Because of that many investment funds have opted for other commodities and financial instruments where volatility has been greater. Slow demand growth in top consumer China has also subdued activity among metal producers and consumers.

The 139-year-old LME has used incentives such as fee discounts to woo funds and encourage liquidity in its prompt, or monthly, dates and three-month contracts on the Select electronic trading system. But sources say the exchange is now reassessing this strategy.

Asked about whether the incentive plans had been shelved, an LME spokeswoman said the exchange was carrying out a review of such programs.

“The LME is undertaking a review of all its incentive programs, working with users to ensure that such programs are optimally structured to enhance the liquidity available on the LME market for the benefit of all LME stakeholders,” an LME spokeswoman said in response

The Select system bypasses traditional ring dealing through floor members and undermines their revenue.

This has become a major source of friction the LME tried to counter in August with fee cuts for short-dated carries, or trades between tomorrow and 15 days out.

But that has not been enough for ring dealers who want the exchange to stop pushing electronic trading because they say it diverts liquidity from the floor where benchmarks used around the world are set.

“It’s risking the status of the benchmarks,” a senior source at a ring dealing member said.

The LME says it accounts for 60 percent of global copper trading and 71 percent of all base metal trading.
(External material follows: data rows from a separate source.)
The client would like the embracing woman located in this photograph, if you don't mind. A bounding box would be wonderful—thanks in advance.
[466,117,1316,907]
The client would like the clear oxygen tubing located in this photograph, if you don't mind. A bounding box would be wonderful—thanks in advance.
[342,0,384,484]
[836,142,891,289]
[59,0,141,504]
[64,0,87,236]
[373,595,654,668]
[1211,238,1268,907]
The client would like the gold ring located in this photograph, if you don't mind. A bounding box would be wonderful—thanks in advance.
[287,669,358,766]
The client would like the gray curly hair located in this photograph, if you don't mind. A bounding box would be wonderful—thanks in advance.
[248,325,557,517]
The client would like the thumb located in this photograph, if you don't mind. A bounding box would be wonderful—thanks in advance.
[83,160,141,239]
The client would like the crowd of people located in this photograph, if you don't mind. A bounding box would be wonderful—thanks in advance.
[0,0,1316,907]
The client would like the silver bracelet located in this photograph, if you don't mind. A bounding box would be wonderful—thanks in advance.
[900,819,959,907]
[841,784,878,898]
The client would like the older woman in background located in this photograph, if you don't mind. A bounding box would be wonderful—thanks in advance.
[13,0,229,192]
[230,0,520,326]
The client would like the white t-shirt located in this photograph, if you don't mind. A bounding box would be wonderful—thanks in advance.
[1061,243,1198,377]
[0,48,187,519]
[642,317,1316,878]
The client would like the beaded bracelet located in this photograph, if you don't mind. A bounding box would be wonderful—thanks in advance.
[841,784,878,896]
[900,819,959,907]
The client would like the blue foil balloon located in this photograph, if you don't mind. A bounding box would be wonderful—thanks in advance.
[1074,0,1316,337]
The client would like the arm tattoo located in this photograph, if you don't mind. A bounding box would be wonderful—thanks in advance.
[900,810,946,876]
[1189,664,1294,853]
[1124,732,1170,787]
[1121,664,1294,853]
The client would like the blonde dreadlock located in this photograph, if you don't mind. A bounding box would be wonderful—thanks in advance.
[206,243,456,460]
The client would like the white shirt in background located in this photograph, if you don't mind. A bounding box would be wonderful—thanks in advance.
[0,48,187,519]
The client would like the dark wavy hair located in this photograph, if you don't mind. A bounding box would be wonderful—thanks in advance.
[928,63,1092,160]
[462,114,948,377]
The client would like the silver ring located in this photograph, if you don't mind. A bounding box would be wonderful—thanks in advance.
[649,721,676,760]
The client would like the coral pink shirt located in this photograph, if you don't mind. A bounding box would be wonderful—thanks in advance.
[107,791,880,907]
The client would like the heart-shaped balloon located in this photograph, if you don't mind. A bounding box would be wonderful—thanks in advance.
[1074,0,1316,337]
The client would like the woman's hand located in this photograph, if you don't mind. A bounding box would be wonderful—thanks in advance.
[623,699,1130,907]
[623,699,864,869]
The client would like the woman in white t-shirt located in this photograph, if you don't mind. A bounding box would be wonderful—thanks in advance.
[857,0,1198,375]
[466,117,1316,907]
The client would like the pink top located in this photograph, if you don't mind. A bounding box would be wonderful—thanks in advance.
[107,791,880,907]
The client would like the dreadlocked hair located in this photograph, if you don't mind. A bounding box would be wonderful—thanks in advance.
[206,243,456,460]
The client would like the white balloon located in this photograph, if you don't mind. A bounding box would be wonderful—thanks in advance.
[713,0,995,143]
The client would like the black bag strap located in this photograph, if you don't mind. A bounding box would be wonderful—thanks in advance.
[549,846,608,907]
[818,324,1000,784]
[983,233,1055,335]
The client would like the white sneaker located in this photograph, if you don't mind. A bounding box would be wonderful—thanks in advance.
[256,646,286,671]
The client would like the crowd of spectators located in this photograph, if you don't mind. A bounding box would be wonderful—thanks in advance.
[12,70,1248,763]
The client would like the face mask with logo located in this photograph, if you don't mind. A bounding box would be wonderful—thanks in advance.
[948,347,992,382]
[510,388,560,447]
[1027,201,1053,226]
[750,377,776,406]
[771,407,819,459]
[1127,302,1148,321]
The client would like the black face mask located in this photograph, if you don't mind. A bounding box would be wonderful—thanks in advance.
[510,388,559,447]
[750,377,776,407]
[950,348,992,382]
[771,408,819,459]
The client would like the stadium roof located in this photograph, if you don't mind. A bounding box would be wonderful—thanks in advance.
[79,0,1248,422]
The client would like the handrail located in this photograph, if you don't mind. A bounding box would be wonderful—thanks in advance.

Sources say its benchmarks are not at risk and that members are trying to protect their income, much of it derived from floor trading.

“If volumes had been higher, the push on Select may not have been a problem,” a metals focused fund manager said. “But there is a problem, look at LME copper volumes compared with COMEX.”

Overall, copper volumes on the LME fell nearly 8 percent year-on-year between January-September, while those on COMEX climbed more than 17 percent. Those trends have been in place for most of this year.

Sources say this is partly because trading on COMEX costs less and contracts can be bought, sold and settled on the same day, while LME settlement is generally on the third Wednesday of each month.

“COMEX appeals to Chinese traders and those who want to jump in and out quickly,” the fund manager said.

The CME Group, which owns COMEX, said it was seeing solid demand in Europe and Asia due to it being able to offer 24-hour liquidity.

At 12.6 million lots in September, total LME volumes are down more than 11 percent from the same period a year ago and compare with 16 million lots in January 2015. The drop has hit revenue at parent Hong Kong Exchanges & Clearing (HKEx), where second-quarter net profit slumped 38 percent.